Work Schedules and Managing Queues
These course notes are for use in conjunction with Learning Module 9 of
MG 476 - Services Management.
Menu for Learning Module 9
Scheduling Personnel for Services Operations
Scheduling service systems differs from scheduling manufacturing systems in several ways.
A hospital is an example of a service facility that may use a scheduling system every bit as complex as that found in a job shop. Hospitals do not use a machine shop capacity system such as first-come, first served (FCFS) for treating emergency case patients. But they do produce special-need products (such as surgeries) just like a job shop, even though finished goods inventories cannot be kept and capacities must be able to meet wide variations in demand.
Service systems try to match fluctuating customer demand with the capability to meet that demand.
In some businesses, such as doctor's and lawyer's offices, an appointment system is the schedule.
In retail shops, a post office, or a fast-food restaurant, a first-come, first-served rule for serving customers will suffice.
Scheduling in these businesses is handled by bringing in extra workers, often part-timers, to help during peak periods.
Reservations systems work well in rental car agencies, symphony halls, airlines and some restaurants as a means of minimizing customer waiting time and avoiding disappointment over unfilled service. [22]

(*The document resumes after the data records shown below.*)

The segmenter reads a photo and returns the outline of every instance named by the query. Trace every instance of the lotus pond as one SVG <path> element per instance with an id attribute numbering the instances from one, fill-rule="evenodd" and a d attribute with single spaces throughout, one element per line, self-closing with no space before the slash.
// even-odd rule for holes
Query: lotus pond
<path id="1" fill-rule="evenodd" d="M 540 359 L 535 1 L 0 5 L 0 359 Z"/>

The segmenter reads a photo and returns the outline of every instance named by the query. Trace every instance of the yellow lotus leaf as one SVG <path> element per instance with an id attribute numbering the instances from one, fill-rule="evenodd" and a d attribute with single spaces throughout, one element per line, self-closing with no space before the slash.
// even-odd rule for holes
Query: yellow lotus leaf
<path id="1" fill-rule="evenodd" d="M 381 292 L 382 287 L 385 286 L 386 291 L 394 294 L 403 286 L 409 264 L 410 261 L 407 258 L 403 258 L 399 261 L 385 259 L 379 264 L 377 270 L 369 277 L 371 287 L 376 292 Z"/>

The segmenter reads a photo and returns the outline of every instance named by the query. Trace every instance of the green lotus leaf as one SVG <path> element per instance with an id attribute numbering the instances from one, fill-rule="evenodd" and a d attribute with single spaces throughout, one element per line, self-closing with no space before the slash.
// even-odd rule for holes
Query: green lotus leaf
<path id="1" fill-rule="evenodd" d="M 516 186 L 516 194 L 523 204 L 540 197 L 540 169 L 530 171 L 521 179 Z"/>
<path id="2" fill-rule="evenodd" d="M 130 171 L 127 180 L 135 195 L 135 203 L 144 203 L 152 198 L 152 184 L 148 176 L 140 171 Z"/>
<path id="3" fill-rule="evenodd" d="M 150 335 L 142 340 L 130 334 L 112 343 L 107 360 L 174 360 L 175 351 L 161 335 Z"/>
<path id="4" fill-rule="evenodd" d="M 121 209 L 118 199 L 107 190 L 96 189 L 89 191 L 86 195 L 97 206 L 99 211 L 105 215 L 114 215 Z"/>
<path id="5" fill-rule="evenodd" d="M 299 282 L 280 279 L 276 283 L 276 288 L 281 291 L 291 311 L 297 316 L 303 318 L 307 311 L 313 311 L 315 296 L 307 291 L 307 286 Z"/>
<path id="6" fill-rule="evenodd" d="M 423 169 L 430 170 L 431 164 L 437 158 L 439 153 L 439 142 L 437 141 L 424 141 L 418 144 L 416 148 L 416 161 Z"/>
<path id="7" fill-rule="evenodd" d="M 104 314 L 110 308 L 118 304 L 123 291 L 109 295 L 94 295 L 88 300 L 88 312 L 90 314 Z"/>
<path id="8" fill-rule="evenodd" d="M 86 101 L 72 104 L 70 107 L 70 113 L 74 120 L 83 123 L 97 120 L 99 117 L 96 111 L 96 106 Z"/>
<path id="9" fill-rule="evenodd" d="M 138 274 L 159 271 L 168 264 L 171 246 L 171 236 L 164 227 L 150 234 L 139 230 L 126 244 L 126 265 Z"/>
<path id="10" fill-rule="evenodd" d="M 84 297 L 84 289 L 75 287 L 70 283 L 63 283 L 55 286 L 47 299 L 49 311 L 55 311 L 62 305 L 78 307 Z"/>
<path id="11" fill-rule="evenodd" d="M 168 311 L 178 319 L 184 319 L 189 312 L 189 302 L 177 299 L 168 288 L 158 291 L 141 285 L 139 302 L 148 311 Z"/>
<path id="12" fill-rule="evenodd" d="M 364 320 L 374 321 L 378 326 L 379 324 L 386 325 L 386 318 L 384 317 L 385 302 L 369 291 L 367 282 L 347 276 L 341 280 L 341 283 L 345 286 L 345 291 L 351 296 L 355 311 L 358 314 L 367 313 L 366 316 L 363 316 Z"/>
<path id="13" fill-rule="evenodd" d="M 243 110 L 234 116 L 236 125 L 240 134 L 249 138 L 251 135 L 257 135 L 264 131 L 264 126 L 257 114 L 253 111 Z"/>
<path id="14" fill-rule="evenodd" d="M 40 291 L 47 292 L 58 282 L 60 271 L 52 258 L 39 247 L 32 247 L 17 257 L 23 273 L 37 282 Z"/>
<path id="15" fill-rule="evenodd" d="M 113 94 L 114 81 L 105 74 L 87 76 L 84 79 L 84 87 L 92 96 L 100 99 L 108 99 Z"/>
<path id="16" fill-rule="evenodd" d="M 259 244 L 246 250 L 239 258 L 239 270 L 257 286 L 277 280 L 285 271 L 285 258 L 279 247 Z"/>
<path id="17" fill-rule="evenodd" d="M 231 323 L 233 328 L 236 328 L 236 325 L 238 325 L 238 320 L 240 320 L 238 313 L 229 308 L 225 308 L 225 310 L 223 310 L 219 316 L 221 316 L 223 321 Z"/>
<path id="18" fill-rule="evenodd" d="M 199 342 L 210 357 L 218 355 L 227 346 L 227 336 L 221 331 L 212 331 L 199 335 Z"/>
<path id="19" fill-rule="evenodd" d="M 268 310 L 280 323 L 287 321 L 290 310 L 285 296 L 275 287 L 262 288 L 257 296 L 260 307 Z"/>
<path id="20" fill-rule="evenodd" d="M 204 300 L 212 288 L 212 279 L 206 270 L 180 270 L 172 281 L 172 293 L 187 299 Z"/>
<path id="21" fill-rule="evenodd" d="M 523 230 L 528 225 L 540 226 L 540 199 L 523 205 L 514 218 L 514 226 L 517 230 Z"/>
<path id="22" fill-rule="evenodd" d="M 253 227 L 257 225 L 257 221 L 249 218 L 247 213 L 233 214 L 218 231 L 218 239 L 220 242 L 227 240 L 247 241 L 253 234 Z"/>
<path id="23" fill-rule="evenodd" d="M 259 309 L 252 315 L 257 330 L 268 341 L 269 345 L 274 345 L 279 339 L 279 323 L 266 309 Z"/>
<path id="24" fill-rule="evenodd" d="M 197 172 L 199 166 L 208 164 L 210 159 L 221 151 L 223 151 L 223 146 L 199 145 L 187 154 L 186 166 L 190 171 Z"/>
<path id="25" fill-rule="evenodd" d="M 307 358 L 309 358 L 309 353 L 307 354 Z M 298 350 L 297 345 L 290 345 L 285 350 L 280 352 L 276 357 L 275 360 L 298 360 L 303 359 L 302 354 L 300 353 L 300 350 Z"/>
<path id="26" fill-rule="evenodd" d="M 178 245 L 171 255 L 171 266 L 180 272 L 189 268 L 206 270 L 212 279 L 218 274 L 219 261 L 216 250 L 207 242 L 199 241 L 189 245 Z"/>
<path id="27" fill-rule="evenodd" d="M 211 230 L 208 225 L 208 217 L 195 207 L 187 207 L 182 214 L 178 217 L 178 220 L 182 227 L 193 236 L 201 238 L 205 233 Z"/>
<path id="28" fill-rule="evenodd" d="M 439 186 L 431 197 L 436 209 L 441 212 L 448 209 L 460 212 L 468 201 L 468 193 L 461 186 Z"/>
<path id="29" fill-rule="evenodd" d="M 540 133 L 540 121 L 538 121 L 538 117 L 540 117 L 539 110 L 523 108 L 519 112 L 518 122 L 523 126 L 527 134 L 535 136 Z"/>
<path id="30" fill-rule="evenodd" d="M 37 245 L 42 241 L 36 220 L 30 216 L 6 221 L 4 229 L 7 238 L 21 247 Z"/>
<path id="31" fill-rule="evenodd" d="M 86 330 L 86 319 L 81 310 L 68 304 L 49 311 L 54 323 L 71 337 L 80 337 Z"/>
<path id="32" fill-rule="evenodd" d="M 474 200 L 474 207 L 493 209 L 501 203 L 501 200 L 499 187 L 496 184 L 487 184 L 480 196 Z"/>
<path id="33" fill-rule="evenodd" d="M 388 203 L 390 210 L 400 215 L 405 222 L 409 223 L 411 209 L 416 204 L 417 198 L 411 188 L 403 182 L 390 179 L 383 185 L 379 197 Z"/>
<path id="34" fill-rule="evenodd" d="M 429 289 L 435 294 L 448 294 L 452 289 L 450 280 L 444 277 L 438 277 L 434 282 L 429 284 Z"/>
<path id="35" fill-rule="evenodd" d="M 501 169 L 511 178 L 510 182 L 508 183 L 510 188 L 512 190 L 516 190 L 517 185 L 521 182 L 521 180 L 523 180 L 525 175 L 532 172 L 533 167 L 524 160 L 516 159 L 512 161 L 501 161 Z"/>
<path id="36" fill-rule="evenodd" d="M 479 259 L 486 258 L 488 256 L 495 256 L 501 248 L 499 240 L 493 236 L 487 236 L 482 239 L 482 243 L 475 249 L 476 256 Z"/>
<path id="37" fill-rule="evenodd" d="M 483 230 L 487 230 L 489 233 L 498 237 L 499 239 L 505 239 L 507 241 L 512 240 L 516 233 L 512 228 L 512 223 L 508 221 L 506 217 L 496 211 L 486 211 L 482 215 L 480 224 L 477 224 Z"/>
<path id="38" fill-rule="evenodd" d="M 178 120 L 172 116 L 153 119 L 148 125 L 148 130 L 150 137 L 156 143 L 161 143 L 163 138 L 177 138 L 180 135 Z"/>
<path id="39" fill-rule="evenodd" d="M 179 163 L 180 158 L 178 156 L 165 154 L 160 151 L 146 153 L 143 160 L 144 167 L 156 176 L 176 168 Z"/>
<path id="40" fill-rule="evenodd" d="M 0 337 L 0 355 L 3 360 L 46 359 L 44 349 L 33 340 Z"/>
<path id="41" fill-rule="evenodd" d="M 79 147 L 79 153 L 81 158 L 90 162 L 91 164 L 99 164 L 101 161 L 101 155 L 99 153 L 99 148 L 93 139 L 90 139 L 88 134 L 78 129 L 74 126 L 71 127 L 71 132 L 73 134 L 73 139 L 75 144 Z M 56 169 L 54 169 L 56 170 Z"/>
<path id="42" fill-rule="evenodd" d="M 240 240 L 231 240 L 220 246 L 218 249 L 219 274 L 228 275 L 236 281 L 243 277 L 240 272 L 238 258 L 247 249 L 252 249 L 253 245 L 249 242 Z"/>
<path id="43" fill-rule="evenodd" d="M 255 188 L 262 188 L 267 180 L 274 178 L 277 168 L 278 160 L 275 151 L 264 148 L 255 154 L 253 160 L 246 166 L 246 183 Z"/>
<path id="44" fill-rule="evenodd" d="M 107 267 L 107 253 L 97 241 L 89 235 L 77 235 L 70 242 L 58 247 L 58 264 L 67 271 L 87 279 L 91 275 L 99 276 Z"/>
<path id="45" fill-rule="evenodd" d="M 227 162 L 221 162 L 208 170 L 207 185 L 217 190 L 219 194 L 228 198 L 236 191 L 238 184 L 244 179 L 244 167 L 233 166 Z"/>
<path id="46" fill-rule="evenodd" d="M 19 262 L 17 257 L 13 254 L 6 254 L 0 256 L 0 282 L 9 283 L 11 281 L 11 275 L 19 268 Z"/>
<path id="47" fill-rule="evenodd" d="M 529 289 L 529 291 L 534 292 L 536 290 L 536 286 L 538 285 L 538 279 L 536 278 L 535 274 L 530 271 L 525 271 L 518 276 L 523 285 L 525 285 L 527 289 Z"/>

Waiting lines are a common situation - they may, for example, take the form of cars waiting for repairs at an auto service center, printing jobs waiting to be completed at a print shop, or students waiting for consultation with their professor. The body of knowledge about waiting lines, often called queuing theory, is an important part of services management and a valuable tool for the every operations manager.

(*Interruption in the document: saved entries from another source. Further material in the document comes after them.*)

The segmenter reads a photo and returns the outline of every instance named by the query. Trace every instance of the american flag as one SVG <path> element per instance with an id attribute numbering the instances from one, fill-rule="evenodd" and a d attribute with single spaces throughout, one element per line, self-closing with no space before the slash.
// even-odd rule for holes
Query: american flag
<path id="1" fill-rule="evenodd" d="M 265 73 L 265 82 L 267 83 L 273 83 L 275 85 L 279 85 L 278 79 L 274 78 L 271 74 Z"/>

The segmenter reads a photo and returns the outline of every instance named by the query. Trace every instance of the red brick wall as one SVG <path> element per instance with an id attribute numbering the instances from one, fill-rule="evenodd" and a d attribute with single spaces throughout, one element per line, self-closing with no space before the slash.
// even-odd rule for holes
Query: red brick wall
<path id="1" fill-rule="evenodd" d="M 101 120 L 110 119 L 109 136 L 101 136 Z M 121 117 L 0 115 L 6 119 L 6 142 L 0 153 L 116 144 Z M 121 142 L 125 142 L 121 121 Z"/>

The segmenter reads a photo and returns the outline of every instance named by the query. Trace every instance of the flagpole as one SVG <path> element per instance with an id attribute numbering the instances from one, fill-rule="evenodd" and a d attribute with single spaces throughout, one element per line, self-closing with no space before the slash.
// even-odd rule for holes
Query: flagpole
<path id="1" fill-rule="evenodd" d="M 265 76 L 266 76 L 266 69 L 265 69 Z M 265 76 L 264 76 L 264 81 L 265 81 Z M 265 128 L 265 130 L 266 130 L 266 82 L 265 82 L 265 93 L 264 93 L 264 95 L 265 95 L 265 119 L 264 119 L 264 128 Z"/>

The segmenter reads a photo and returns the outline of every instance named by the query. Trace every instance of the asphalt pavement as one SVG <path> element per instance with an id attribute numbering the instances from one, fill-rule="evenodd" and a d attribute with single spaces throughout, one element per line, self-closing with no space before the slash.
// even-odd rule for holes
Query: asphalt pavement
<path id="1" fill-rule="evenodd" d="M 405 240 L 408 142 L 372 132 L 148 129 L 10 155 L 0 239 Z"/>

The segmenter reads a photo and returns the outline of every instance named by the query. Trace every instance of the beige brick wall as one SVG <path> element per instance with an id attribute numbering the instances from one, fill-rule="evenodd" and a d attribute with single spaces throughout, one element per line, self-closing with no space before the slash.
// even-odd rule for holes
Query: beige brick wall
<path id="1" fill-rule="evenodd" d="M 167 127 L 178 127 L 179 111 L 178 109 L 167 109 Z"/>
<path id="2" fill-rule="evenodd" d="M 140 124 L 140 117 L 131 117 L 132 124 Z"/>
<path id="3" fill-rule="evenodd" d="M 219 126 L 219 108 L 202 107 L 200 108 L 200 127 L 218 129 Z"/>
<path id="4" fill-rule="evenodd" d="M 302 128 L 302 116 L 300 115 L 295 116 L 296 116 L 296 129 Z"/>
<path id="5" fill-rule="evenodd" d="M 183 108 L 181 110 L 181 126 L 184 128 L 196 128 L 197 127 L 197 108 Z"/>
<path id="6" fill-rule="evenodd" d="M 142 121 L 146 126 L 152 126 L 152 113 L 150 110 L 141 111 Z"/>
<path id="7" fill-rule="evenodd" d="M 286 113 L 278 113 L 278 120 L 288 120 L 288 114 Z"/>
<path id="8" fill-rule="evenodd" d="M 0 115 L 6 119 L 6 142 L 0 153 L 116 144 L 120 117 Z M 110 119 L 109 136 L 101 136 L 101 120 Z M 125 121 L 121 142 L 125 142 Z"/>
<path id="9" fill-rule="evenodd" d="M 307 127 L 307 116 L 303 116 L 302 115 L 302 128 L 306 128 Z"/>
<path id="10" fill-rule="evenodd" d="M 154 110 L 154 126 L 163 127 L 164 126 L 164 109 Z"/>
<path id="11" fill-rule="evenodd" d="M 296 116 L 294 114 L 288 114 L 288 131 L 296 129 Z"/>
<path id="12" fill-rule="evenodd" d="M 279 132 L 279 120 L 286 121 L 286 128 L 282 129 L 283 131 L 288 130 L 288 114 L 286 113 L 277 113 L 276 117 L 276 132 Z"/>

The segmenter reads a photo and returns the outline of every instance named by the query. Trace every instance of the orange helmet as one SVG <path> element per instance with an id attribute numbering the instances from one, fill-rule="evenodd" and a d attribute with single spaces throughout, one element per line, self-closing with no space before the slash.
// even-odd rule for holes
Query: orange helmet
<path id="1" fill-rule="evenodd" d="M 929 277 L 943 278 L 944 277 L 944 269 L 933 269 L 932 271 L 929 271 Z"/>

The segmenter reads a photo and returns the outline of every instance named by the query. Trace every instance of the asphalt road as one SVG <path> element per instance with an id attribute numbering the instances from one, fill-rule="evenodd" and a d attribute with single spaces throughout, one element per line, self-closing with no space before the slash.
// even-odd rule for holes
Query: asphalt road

Analysis of queues in terms of waiting line length, average waiting time, and other factors helps us understand service systems (such as bank teller stations), maintenance activities (that might repair broken machinery), and shop floor control activities. As a matter of fact, patients waiting in a doctor's office and broken drill presses waiting in a repair facility have a lot in common. Both use human resources and equipment resources to restore valuable production assets (people and machines) to good condition.
Operations managers recognize the trade-off that must take place between the cost of providing good service and the cost of customer or machine waiting time. Managers want queues that are short enough so that customers don't become unhappy and either leave without buying or buy but never return.
However, managers are willing to allow some waiting if the waiting is balanced by a significant savings in service costs. Service costs are seen to increase as a firm attempts to raise its level of service. Managers in some service centers can vary their capacity by having standby personnel and machines that can be assigned to specific service stations to prevent or shorten excessively long lines.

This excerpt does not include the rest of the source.